Non possiamo parlare di Free 2 Play senza menzionare il mercato, dove per adesso è possibile spendere denaro per comprare dei pacchetti ognuno contenente 3 oggetti. Questi elementi possono essere skins per un personaggio o un’arma, icone o cornici per il nostro profilo ed altro, rigorosamente senza nessun tipo di elemento che va ad influenzare il gameplay. I giocatori non paganti al momento ricevono un pacchetto ogni volta raggiunto un nuovo livello accumulando l’esperienza ricevuta a fine partita, anche se forse tutto questo sarà soggetto a cambiamenti vista l’introduzione della prima stagione competitiva a breve.

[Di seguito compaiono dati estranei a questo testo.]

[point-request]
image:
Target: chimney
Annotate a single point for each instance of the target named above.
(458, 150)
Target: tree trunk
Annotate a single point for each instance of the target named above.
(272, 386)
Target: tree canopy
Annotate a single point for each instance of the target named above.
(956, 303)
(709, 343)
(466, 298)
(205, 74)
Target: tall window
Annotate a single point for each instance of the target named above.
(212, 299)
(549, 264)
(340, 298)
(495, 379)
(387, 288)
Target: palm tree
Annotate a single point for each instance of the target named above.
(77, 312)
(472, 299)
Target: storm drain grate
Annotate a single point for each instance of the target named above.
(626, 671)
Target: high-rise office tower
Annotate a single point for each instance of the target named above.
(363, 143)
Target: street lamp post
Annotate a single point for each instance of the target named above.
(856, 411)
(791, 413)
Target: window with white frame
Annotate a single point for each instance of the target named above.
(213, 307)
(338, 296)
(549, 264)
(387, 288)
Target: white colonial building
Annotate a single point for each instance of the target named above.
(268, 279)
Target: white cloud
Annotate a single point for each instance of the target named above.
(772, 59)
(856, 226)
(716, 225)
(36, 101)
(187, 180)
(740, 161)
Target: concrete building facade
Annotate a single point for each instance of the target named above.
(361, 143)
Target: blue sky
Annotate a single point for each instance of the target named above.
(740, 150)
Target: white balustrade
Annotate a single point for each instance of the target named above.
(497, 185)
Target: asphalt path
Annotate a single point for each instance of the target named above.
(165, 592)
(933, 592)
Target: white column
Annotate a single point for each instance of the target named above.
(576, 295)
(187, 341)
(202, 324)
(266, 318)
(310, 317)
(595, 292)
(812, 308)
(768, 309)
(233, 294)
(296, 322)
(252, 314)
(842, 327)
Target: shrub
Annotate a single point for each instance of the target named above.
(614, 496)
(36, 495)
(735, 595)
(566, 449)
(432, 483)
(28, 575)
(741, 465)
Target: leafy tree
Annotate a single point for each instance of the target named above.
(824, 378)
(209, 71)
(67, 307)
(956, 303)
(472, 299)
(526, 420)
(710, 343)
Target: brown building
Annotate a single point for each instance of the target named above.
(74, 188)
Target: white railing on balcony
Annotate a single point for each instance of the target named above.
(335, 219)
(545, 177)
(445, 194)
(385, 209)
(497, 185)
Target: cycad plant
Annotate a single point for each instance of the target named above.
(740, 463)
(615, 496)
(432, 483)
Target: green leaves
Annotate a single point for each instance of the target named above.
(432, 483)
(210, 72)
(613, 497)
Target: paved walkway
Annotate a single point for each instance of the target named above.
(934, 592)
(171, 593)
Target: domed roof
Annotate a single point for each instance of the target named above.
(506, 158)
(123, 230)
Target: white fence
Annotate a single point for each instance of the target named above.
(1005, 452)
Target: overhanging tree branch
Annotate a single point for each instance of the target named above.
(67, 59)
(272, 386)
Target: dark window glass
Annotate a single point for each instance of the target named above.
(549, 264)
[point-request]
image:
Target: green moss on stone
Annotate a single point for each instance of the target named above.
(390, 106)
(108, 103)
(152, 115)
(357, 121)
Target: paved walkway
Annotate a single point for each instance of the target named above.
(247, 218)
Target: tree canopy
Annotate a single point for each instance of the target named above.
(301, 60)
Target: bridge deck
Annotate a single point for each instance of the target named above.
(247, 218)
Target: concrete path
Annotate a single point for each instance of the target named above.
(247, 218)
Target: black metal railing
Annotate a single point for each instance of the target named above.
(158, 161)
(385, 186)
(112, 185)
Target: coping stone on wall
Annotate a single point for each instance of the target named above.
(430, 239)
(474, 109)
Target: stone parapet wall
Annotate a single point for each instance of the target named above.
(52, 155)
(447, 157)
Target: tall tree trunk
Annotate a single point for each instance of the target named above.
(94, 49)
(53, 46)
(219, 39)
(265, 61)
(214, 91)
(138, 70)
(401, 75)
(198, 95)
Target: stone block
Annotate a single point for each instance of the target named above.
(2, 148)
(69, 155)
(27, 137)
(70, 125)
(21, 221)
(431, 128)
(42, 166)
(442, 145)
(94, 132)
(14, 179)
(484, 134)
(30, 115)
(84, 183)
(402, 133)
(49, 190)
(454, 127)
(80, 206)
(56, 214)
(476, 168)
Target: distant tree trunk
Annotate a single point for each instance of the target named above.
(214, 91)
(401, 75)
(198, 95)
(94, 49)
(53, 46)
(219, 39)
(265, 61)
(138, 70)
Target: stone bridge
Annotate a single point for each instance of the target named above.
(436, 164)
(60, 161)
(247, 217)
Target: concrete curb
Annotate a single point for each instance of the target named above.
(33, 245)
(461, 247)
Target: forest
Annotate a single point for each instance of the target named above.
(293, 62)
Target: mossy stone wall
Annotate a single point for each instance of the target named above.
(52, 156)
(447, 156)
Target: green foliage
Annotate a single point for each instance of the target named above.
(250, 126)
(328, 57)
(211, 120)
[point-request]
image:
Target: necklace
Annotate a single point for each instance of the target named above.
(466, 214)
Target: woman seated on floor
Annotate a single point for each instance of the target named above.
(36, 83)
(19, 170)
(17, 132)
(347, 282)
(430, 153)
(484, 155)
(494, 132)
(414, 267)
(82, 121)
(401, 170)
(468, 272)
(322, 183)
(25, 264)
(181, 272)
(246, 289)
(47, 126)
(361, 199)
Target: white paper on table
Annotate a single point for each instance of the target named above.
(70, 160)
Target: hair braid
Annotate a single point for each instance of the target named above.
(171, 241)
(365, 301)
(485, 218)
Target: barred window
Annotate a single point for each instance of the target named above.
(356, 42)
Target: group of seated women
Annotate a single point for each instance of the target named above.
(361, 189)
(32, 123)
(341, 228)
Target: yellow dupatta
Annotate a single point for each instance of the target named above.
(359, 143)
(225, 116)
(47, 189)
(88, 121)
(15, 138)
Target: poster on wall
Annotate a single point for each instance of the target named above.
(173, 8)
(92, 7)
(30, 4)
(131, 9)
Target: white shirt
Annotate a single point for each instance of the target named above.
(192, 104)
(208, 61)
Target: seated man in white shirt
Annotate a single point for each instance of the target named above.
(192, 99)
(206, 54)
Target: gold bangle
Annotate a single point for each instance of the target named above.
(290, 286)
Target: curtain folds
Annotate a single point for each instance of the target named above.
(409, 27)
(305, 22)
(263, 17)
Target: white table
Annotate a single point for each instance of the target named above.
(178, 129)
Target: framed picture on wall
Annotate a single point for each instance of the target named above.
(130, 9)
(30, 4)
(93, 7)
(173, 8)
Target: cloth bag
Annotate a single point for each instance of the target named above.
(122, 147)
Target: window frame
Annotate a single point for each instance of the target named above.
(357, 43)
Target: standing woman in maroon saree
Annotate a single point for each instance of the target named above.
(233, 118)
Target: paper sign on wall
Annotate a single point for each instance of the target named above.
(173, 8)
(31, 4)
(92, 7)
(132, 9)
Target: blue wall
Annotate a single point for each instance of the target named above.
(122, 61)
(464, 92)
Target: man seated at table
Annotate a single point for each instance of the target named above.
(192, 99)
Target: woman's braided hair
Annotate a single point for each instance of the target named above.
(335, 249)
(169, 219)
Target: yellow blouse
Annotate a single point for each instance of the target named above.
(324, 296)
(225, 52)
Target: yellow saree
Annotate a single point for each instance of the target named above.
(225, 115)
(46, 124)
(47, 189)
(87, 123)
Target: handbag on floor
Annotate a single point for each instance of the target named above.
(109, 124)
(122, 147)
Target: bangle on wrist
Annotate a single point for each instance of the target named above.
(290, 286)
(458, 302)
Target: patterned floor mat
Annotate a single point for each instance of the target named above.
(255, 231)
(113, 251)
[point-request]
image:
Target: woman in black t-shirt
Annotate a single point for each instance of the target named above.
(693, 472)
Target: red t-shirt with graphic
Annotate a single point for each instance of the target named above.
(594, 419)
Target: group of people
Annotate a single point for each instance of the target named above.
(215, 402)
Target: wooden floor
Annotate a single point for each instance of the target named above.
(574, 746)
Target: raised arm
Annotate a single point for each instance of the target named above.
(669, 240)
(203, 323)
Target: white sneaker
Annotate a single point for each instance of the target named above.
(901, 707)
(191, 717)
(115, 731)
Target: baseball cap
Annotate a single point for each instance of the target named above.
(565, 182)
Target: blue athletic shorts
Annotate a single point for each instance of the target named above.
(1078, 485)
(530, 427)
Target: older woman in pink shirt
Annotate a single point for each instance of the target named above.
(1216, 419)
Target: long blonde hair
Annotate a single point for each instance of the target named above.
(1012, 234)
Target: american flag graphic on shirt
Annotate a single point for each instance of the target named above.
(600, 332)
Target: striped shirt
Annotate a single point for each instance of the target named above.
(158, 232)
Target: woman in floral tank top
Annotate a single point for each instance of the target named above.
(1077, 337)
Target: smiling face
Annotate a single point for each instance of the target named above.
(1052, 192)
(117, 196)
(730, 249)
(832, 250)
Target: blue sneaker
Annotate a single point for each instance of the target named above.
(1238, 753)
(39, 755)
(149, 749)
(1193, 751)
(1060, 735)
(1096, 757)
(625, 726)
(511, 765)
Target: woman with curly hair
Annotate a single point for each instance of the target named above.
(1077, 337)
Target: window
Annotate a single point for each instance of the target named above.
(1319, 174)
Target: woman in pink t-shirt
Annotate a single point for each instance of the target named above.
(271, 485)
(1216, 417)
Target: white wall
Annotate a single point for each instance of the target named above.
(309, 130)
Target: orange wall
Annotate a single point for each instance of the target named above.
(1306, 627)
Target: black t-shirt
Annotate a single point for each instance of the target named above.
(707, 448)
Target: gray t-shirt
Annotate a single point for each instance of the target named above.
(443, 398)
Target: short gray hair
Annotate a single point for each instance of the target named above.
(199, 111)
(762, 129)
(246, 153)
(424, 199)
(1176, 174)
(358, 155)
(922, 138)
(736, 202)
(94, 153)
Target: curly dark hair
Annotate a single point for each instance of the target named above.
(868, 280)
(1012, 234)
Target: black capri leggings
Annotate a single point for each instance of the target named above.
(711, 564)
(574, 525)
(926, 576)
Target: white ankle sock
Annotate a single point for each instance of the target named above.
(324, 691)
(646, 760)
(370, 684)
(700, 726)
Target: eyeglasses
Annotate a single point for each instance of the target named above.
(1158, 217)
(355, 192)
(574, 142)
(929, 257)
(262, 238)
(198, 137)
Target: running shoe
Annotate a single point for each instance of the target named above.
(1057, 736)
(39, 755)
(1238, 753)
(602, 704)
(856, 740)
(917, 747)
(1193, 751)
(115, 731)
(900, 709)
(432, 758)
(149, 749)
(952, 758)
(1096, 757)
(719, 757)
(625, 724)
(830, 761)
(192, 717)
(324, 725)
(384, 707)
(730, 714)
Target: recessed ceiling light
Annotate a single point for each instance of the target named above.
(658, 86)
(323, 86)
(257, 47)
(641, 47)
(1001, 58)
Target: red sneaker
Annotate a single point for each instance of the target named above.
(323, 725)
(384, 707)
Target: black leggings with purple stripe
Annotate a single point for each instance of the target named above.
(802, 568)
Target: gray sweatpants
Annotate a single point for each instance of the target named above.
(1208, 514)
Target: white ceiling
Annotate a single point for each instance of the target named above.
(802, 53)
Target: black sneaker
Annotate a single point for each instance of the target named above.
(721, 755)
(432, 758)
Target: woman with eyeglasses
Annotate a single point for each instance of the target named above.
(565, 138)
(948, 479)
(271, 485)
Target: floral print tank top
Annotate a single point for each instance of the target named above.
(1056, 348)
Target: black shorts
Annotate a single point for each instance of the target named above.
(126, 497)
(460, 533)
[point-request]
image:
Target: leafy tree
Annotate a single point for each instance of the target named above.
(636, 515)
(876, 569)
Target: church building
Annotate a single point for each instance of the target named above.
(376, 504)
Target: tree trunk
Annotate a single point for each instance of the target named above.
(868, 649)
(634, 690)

Sintetizzando il tutto, quello che Respawn Entertainment ha portato sul mercato è un Battle royale ben designato, frizzante e con parecchie novità. Movimenti fluidi e un gunplay con il giusto time-to-kill favoriscono l’approccio anche per giocatori abituati a giocare principalmente ad fps come il sottoscritto. L’introduzione del sistema di ping e l’intuitività dell’inventario inoltre fanno sì che già solo dopo poche partite i giocatori siano familiari con gli elementi base del gioco. Dalla grafica al contenuto l’impressione che da Apex è quella di stare giocando ad un gioco AAA. Tutto questo è stato confermato dal pubblico videoludico che in poco tempo si è appassionato a questo titolo, facendo esplodere nella community di videogiocatori questo Battle Royale a livelli forse mai raggiunti anche da Fortnite. Gli sviluppatori ora hanno il delicato compito di cavalcare l’onda del successo mantenendo il gioco aggiornato ed ascoltando il prezioso feedback dei giocatori. Che dite, sarà Apex Legends il famigerato Fortnite Killer come denominato già ormai da parecchi giocatori? Fatemelo sapere nei commenti!